SETTING UP AND USING AN AMAZON EC2 GPU INSTANCE

ADDITIONAL NOTES

Public key authorization

If you set up your own instance, you will need to use public key authentication (which is much preferred over passwords anyway). I have included a private/public key pair (gpu_workshop.pem and gpu_workshop.pub) in the config directory, and the key is authorized for access to the guest accounts used in this workshop. So you can experiment with this if you like. When setting up your own server, you have the choice between either generating a new key (and downloading the private key) or importing a key file that you already have.

If you are using PuTTY, you will need to convert the private key into PuTTY format before using.

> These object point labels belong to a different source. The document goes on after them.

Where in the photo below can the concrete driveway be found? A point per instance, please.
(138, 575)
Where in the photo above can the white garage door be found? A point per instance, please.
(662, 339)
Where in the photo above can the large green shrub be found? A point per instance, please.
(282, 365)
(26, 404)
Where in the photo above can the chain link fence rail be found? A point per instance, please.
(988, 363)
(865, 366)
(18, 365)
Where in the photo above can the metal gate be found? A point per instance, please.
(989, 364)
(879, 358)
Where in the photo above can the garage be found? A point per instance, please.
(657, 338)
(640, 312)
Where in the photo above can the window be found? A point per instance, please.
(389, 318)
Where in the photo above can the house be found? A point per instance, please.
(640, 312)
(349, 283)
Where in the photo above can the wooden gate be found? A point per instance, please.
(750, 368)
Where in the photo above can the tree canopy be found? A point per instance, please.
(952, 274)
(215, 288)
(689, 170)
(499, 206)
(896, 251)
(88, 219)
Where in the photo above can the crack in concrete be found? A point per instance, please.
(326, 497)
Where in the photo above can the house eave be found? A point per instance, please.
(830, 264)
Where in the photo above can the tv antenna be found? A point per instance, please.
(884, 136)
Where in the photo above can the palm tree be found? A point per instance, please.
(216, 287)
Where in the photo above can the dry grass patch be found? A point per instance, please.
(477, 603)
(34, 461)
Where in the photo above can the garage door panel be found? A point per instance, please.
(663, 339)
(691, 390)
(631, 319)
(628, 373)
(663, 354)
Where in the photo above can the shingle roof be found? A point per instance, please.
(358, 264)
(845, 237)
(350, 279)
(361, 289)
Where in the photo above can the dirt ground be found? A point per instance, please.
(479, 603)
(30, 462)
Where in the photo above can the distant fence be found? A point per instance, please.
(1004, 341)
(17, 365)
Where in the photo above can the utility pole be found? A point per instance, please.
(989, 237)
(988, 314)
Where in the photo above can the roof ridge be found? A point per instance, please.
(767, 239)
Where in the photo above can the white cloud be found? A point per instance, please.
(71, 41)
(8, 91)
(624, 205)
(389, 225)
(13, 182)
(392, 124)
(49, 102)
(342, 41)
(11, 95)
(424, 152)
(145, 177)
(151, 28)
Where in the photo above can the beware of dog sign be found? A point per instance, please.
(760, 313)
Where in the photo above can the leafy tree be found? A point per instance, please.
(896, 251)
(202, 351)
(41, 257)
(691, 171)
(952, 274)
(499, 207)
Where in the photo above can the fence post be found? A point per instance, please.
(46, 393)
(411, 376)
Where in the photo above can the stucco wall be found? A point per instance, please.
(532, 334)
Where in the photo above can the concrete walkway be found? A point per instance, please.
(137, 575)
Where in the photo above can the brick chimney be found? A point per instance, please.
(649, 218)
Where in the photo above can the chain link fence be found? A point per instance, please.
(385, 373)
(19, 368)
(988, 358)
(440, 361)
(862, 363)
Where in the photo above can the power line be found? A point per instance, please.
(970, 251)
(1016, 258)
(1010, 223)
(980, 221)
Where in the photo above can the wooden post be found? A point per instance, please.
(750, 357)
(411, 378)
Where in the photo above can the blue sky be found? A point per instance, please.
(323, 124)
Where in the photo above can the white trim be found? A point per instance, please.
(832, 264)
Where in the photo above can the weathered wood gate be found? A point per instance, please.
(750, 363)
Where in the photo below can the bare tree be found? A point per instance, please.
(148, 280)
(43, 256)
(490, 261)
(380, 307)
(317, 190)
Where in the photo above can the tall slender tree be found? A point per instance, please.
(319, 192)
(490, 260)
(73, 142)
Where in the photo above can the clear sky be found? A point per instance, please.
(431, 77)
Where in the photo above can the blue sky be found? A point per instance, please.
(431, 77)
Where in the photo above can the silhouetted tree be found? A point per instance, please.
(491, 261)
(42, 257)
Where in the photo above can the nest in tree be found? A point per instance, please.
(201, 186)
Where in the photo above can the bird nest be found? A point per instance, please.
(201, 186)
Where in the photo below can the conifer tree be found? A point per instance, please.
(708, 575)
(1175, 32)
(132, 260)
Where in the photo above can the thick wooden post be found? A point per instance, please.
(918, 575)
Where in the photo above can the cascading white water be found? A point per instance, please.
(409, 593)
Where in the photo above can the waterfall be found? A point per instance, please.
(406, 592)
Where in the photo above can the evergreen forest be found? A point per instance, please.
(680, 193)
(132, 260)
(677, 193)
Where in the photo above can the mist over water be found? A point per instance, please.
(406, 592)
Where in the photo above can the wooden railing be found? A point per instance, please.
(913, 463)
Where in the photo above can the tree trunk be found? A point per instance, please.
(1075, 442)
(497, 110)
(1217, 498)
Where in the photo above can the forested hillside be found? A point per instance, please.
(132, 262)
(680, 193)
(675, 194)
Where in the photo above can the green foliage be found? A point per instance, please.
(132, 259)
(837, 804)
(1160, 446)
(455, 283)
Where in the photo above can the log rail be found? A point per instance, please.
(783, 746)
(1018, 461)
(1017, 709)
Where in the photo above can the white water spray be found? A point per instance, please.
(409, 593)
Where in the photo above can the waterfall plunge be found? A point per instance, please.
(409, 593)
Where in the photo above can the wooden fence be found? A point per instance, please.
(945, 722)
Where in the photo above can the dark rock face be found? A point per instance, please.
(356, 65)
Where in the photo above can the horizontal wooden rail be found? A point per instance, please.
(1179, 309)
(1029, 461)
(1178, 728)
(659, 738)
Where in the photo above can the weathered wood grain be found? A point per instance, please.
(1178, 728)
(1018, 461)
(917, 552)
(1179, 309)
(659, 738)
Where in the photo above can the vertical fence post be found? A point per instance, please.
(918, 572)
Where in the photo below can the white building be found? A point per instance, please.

See the ssh notes for details.

Spot Instances

Spot instances are nice because you can get time on a GPU server for as little as $0.40/hour (the usual price for a GPU server is $2.10/hour). The drawback to spot instances is that they can be terminated at any time if the spot price rises above whatever limit you have set. If you have a long-running job, you will need to save data at "checkpoints," from which you can restart the job to continue it. It is typically straightforward to do this (and is a good idea for long-running jobs anyway).

The best way to save the checkpoint data is by saving to an attached Amazon storage volume with the persistent option checked (see below). You could also, e.g., set up a script to email checkpoint data to yourself or rsync it to an accessible server.

Storage

To attach a persistent Amazon storage volume, see http://docs.aws.amazon.com/AWSEC2/latest/UserGuide/Storage.html. Such volumes can be mounted in the usual way (e.g., using fstab). One option might be to attach the volume at /home..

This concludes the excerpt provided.